[question] Can one normalize the mutation matrix by the opportunity matrix upfront and expect the same results as if one divided mut by?

TojalLab / signeR

https://bioconductor.org/packages/signeR

13 stars 3 forks source link

[question] Can one normalize the mutation matrix by the opportunity matrix upfront and expect the same results as if one divided mut by? #13

Closed tobsecret closed 5 years ago

tobsecret commented 5 years ago

I am asking this because I want to combine data from two closely related species with wildly different AT contents, in order to figure out if there are any shared mutational signatures between them. Is it functionally the same to input mut and opp into signeR vs inputting only mut, but dividing the rows by opp?

The opportunities are either known or set to W = 1, and hence regarded as fixed parameters. To simplify notation we omit any further reference to W. An expression for ℒ(θ;m) is presented as supplementary material by the equation (s1).

This makes me believe it is but I am not sure I am understanding this correctly.

rvalieris commented 5 years ago

No sorry this won't work, the algorithm assumes the mutation counts inputs are whole numbers, the opportunity matrix is used as weights in the decomposition of signatures x expositions.

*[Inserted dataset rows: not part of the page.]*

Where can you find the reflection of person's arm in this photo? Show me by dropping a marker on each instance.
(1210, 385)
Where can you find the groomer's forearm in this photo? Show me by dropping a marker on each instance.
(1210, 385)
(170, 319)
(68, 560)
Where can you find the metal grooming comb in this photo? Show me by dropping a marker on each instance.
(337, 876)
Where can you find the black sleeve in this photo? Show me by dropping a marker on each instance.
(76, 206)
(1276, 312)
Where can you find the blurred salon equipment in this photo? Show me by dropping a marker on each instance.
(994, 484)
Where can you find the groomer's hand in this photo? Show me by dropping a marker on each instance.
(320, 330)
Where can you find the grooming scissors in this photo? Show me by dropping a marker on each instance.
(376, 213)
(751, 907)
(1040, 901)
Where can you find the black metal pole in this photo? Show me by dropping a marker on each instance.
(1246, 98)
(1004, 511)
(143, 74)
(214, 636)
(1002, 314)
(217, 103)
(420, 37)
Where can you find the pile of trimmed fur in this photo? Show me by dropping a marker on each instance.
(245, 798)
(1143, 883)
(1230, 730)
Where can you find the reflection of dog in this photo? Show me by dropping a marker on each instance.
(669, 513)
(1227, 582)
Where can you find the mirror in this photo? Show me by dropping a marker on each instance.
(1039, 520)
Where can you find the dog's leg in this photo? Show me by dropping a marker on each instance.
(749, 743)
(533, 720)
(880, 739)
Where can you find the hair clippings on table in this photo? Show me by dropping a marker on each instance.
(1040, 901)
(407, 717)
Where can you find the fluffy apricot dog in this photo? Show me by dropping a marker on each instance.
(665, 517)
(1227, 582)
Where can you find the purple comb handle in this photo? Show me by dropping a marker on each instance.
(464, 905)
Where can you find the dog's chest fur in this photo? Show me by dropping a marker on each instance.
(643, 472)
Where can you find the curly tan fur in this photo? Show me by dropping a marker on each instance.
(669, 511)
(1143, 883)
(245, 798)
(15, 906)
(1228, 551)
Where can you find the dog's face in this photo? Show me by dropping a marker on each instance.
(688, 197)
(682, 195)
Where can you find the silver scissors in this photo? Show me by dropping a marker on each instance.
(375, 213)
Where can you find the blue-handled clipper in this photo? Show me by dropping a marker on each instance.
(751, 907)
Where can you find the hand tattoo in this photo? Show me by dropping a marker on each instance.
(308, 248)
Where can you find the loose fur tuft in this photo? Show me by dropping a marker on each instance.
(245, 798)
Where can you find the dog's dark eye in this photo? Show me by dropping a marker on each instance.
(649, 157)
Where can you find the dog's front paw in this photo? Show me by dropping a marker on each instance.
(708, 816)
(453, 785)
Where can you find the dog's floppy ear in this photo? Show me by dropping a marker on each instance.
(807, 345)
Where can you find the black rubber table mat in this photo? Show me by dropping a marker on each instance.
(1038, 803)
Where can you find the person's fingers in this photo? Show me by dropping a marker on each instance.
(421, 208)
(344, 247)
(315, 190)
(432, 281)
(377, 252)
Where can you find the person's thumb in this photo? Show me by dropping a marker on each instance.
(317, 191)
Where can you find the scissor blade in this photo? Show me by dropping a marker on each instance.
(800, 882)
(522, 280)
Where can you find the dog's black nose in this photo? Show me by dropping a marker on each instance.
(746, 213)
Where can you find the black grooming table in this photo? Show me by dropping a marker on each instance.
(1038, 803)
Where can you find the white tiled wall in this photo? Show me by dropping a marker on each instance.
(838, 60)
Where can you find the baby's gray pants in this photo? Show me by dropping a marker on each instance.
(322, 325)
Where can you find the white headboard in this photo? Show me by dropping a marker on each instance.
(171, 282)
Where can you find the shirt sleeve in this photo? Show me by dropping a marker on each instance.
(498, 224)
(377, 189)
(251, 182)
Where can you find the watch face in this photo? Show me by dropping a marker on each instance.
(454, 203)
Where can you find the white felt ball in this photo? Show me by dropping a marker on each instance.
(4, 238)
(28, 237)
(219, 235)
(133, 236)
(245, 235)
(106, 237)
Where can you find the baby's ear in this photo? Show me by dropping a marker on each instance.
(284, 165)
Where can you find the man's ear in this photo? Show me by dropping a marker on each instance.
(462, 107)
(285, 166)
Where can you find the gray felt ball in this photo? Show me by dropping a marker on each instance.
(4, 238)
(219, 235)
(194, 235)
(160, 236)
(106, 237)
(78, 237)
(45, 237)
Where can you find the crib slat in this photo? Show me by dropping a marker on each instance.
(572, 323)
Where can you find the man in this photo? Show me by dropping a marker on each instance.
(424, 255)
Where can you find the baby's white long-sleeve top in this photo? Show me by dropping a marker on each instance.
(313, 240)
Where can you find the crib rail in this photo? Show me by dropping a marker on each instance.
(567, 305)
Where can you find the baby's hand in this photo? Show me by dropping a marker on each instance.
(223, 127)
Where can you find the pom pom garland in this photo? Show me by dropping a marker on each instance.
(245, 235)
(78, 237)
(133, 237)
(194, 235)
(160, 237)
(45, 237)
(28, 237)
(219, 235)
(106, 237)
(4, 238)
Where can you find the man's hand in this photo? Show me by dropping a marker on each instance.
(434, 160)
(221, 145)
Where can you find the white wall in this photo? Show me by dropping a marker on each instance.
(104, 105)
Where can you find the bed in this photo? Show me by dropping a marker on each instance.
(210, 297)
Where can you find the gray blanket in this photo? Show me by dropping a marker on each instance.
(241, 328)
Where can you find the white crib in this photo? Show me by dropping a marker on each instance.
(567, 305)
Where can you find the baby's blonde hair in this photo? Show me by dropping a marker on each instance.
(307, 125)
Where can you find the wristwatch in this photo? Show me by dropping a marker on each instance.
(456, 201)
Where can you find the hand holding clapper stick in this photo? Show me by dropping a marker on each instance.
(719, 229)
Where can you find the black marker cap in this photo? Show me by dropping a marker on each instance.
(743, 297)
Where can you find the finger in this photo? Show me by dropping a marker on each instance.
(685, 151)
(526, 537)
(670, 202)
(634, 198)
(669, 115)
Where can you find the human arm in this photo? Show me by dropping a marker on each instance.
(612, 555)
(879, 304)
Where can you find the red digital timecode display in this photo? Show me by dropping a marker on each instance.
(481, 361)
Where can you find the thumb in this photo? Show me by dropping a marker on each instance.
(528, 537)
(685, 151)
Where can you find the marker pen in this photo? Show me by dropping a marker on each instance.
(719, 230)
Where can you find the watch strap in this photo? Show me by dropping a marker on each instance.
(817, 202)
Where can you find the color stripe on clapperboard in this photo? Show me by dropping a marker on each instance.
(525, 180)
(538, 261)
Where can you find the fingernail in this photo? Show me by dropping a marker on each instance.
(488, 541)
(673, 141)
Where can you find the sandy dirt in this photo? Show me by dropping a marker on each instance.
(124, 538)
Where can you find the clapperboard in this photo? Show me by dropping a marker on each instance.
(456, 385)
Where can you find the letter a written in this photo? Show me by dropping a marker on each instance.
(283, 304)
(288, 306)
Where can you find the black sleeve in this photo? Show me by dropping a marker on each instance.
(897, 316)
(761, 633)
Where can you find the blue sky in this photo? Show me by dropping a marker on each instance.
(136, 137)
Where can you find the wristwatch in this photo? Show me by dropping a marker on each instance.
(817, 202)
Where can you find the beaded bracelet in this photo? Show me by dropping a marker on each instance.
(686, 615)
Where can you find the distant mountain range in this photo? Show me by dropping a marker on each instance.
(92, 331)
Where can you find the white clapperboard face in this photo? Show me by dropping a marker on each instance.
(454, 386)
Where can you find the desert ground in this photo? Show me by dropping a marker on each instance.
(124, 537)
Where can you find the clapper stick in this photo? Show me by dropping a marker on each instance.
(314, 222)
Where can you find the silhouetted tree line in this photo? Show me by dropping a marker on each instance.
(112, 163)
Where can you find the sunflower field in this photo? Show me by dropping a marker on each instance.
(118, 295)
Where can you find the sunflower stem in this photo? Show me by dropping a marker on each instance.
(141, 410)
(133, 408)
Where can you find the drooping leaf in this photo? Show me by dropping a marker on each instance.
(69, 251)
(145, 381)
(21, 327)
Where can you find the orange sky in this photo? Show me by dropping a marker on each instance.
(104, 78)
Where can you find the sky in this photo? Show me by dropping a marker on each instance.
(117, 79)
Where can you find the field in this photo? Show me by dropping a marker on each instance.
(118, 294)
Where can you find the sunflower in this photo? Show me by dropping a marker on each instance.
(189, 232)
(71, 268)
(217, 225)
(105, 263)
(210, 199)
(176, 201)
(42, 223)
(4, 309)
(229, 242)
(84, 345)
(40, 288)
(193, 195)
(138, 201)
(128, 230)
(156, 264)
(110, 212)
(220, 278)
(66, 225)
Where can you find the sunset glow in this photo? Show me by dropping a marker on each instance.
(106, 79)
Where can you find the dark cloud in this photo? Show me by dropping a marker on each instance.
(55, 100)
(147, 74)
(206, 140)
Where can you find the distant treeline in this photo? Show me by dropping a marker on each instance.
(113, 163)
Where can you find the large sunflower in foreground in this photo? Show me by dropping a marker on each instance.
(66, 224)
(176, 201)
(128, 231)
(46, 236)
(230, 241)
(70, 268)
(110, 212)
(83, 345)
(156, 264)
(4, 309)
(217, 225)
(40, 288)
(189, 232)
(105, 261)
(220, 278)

However If I understood this correctly, you can use the opportunity matrix for this, each row of the opportunity matrix will be used for the respective sample on the same row of the count matrix, so you can have samples with different opportunities as long as each row is correctly set for each sample.

on the vignette, the genOpportunityFromGenome generates a full matrix for a single genome, but you generate a opp matrix for each species you have (set a specific number of samples on nsamples), and concatenate the rows of all opp matrices.

tobsecret commented 5 years ago

Aaaaah, yes that should work! Awesome, I'll try that, thanks a ton!

tobsecret commented 5 years ago

So let's say I have two different vcf files, with species 1 and 2, in the same naming scheme as the vignette, the following should work?

# first genome and vcf
target_regions1 <- import(con="/path/to/a/target1.bed", format="bed")
mygenome1 <- FaFile("/path/to/genome1.fasta")
vcfobj1 <- readVcf("/path/to/a/species1.vcf", mygenome1)
mut1 <- genCountMatrixFromVcf(mygenome1, vcfobj1)
opp1 <- genOpportunityFromGenome(mygenome1, target_regions1, nsamples=nrow(mut1))
# second genome and vcf
target_regions2 <- import(con="/path/to/a/target2.bed", format="bed")
mygenome2 <- FaFile("/path/to/genome2.fasta")
vcfobj2 <- readVcf("/path/to/a/species2.vcf", mygenome2)
mut2 <- genCountMatrixFromVcf(mygenome2, vcfobj2)
opp2 <- genOpportunityFromGenome(mygenome2, target_regions2, nsamples=nrow(mut2))
# combine muts and opps
mut <- rbind(mut1, mut2)
opp <- rbind(opp1, opp2)

rvalieris commented 5 years ago

yes that looks right !

tobsecret commented 5 years ago

This works, at least in my test on a subset of my data! Thanks again for the support!